Prof Romain Glèlè Kakaï, the coordinator of the TEBWA project has joined the Vaccine Impact Modelling Consortium as a group lead on Malaria.

Professor Romain Glèlè Kakai is a Full Professor of Biostatistics and Forest Estimations at the University of Abomey-Calavi. He is the PI of the EDCTP2-funded project “Training Epidemiologists and Biostatisticians for enhanced response to disease outbreak and epidemic in West-Africa (Acronym: TEBWA)” (CSA2020E-3131 — TEBWA, 2021 – 2024; http://tebwa.labef-uac.org/).

As a reminder, WHO is starting in 2023 vaccination against malaria in the 117 countries where malaria is endemic. There has been a request for proposals from GAVI (Global Vaccine Alliance) and WHO through VIMC (Vaccine Impact Modelling Consortium) for the development of a mathematical model and associated computer code to predict the number of malaria cases, the number of severe cases, the number of hospitalisations, the number of deaths due to malaria and the number of days of physical inactivity due to malaria, all for each age cohort from 0 to 100 years for each of the 117 countries in the world and for each of the years from 2023 to 2100, taking into account the density of mosquitoes, the number of bites per person per year, the natural mortality rate, the birth rate, the population growth rate, the rate immigration and emigration, etc and under different malaria vaccination scenarios (Vaccine coverage, % vaccine efficacy, age cohorts to be vaccinated, booster vaccination 2 years later (booster), etc.) and the epidemiology of malaria in each country.
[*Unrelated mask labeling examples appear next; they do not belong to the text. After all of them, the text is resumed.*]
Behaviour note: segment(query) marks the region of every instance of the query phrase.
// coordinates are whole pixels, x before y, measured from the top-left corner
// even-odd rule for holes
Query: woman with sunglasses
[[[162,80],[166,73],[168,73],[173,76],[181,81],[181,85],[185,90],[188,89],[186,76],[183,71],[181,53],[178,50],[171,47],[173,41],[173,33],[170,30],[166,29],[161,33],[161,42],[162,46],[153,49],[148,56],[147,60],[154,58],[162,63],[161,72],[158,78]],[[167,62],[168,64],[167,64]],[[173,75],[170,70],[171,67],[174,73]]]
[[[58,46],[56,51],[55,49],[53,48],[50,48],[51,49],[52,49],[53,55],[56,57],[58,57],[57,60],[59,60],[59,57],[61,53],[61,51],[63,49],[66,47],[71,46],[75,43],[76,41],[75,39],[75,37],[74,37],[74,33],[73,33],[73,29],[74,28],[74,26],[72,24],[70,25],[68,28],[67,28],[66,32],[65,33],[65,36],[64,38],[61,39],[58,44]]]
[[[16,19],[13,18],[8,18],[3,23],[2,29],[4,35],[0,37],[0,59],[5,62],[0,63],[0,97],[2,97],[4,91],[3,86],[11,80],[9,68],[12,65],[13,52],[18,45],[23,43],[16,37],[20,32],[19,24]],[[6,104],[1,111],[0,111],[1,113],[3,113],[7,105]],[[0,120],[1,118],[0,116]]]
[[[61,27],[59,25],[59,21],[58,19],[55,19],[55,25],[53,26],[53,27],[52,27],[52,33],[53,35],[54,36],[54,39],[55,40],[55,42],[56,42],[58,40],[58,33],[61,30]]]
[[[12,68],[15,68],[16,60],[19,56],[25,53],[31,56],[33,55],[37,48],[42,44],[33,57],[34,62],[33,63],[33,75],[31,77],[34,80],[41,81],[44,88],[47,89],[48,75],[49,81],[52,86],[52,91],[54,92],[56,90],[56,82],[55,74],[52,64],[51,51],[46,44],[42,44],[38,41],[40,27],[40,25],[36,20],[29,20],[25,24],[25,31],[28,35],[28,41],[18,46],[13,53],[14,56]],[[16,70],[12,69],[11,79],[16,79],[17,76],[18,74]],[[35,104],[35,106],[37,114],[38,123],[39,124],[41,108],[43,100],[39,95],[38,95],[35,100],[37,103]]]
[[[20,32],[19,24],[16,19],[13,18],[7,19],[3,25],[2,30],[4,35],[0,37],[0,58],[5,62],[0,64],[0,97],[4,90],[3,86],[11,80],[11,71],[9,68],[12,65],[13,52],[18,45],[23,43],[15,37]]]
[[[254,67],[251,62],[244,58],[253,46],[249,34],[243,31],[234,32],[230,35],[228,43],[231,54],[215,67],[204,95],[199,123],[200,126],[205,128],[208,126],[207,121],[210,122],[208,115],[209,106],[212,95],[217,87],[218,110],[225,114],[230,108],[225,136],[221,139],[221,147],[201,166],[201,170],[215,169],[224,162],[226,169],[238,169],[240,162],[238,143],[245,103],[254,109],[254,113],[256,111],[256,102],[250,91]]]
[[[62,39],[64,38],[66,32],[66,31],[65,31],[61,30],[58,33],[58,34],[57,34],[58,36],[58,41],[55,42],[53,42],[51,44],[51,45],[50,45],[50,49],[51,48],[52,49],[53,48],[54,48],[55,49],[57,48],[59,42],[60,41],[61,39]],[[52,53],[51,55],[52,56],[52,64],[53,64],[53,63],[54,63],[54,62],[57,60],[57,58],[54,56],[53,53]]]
Prof. Romain Glèlè Kakai proposed a hybrid mathematical model that has been selected by the VIMC and he has been appointed a group Lead on Malaria modelling. It should be noted that a total of 3 models were selected. A model from an Australian and another from a Swiss. More details can be found on this link: https://www.vaccineimpact.org/2023-05-16-eight-new-groups/

He also participated to secure several other collaborative fundings aiming at building capacity of African youth in Biostatistics and infectious disease modelling in Africa. For example, he is participating to (i) the Sub-Saharan Africa Consortium DELTAS Africa II that received a Pan-African grant (funded by AU) for Advanced Biostatistics training; the (ii) the “One Health Project and Health Risk Analysis (OHARIS)” in Benin, and the (iii) INSPIRE-UAC (INnovation Santé Publique Internationale Recherche Enseignement).

Our warmest congratulations to Prof. Romain Glèlè Kakai for these milestones and best wishes.